Wie in Österreich gilt auch in Deutschland eine tägliche Normalarbeitszeit von acht Stunden. Die maximal zulässige Höchstarbeitszeit beträgt zehn Stunden. Ausnahmen wie Bereitschaftsdienste und "besonderer Arbeitsbedarf" lassen längere Arbeitstage zu. Laut einer aktuellen Befragung im Auftrag der Arbeiterkammer Oberösterreich arbeitet jeder dritte österreichische Arbeitnehmer auch in der Freizeit, jeder fünfte im Urlaub, 17 Prozent sogar im Krankenstand. Manche machen das, weil sie es gerne tun, andere, weil das Arbeitspensum in der Regelarbeitszeit nicht erfüllbar war, ergibt die Umfrage. Smartphone und Laptop tun ihr Übriges und lassen die Grenzen von Arbeitszeit und Freizeit oft ausfransen.

Erneute Forderung

Der Präsident der Deutschen Arbeitgeberverbände bekräftigte nun die Forderung; es sei höchste Zeit, die Arbeitszeiten an die neuen, oft digitalen Arbeitswelten anzupassen. Wie das seiner Meinung nach gehen soll? Indem der Achtstundentag einer höchstzulässigen Wochenarbeitszeit weicht. Damit soll es dann möglich sein, auch einmal mehr als zehn Stunden am Tag zu arbeiten und sich dafür an einem anderen Tag freizunehmen.

Die deutschen Gewerkschaften sind nicht sonderlich begeistert von der Forderung, sie befürchten eine Verschlechterung für die Arbeitnehmer. Einen Reformbedarf bei der Arbeitszeit sehen die Arbeitnehmervertretungen jedenfalls nicht, und wenn schon, dann in Richtung eines Rechts auf Homeoffice, also das Arbeiten von zu Hause aus.
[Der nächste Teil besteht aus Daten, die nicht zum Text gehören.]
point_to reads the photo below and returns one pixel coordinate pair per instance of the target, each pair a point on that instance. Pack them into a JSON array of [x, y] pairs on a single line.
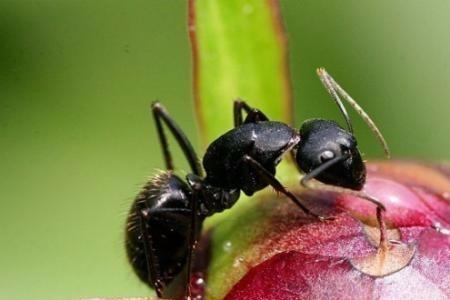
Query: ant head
[[332, 152]]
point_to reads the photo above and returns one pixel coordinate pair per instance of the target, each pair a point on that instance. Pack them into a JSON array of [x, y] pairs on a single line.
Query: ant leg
[[271, 180], [152, 265], [306, 182], [160, 113], [194, 232], [334, 89], [253, 115]]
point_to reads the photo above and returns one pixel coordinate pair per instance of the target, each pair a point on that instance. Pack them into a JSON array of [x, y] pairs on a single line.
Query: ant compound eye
[[326, 155]]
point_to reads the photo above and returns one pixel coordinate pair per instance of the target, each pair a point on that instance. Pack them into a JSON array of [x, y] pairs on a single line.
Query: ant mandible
[[166, 217]]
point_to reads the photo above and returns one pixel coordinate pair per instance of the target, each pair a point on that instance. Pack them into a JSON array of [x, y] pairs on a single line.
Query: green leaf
[[239, 51]]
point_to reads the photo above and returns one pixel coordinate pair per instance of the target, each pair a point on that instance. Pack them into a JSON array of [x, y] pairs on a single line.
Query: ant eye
[[326, 155]]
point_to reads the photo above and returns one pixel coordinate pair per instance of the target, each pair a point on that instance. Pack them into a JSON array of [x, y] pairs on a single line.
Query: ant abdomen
[[159, 223]]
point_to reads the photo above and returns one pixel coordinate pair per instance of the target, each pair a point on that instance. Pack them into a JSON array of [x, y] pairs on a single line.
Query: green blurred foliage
[[77, 140]]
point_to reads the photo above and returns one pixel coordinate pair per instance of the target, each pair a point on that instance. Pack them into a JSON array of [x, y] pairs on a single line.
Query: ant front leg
[[253, 115], [160, 114], [306, 182], [270, 179]]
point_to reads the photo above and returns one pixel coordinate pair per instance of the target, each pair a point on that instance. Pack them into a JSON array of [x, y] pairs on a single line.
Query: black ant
[[166, 217]]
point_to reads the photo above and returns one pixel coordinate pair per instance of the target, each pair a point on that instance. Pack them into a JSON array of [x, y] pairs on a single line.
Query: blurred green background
[[77, 140]]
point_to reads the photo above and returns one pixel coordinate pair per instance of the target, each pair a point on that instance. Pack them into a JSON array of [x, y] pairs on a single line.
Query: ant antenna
[[335, 90]]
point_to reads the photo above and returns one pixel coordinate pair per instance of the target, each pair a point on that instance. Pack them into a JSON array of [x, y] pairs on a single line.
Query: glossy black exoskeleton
[[166, 218]]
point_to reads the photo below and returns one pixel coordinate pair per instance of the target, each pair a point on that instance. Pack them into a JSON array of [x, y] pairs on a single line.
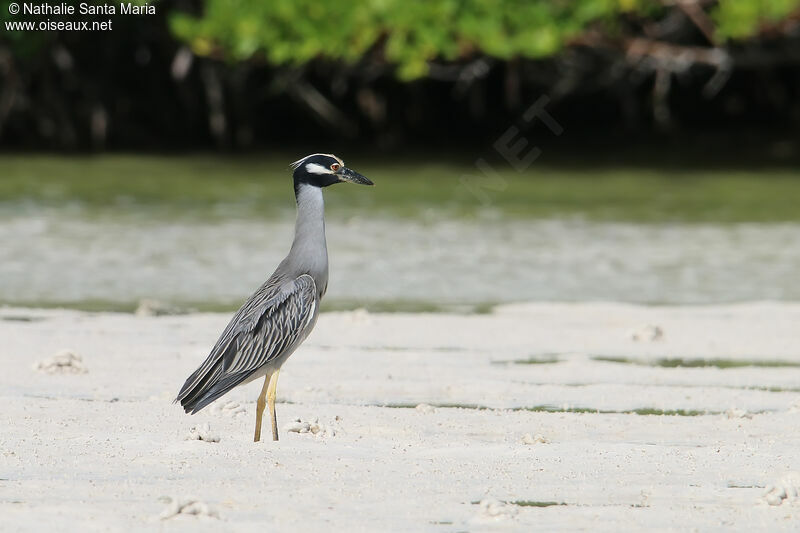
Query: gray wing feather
[[269, 323]]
Auch in Österreich landen die flexibleren Arbeitszeiten regelmäßig auf den Debattiertischen der Sozialpartner. Auch wenn die Abschaffung des Achtstundentags hierzulande noch nicht diskutiert wird, verlaufen die Trennlinien zwischen Arbeitgeber- und Arbeitnehmervertretern ähnlich wie in Deutschland.

Uneinheitlicher Arbeitsmarkt

Dem Wunsch nach einer Flexibilisierung von Arbeitszeiten steht ein heterogener Arbeitsmarkt gegenüber. Er reicht von Schichtarbeit mit klar geregelten Arbeitszeiten über unterschiedliche Formen von Teilzeitarbeit, Gleitzeitregelungen, bis hin zu All-in Verträgen. Eine Arbeitszeitflexibilisierung würde diese Bereiche sehr unterschiedlich treffen.

Bei einer Flexibilisierung von Arbeitszeiten gehe es daher vor allem um die Frage, für wen die jeweiligen Vor- und Nachteile gelten, sagt Wifo-Arbeitsmarktexperte Helmut Mahringer zum STANDARD. Einen Anpassungsbedarf gebe es, der Achtstundentag sei in vielen Bereichen ohnehin nicht mehr Realität, eine flexiblere Regelung könnte also auch Arbeitnehmern nutzen. Zum Beispiel mit Freizeitoptionen kann dem Wunsch nach Arbeitszeitverkürzung entsprochen werden. Gesammelte Freizeitblöcke können dann im Einvernehmen zwischen Unternehmen und Mitarbeitern konsumiert werden, etwa für eine längere Auszeit.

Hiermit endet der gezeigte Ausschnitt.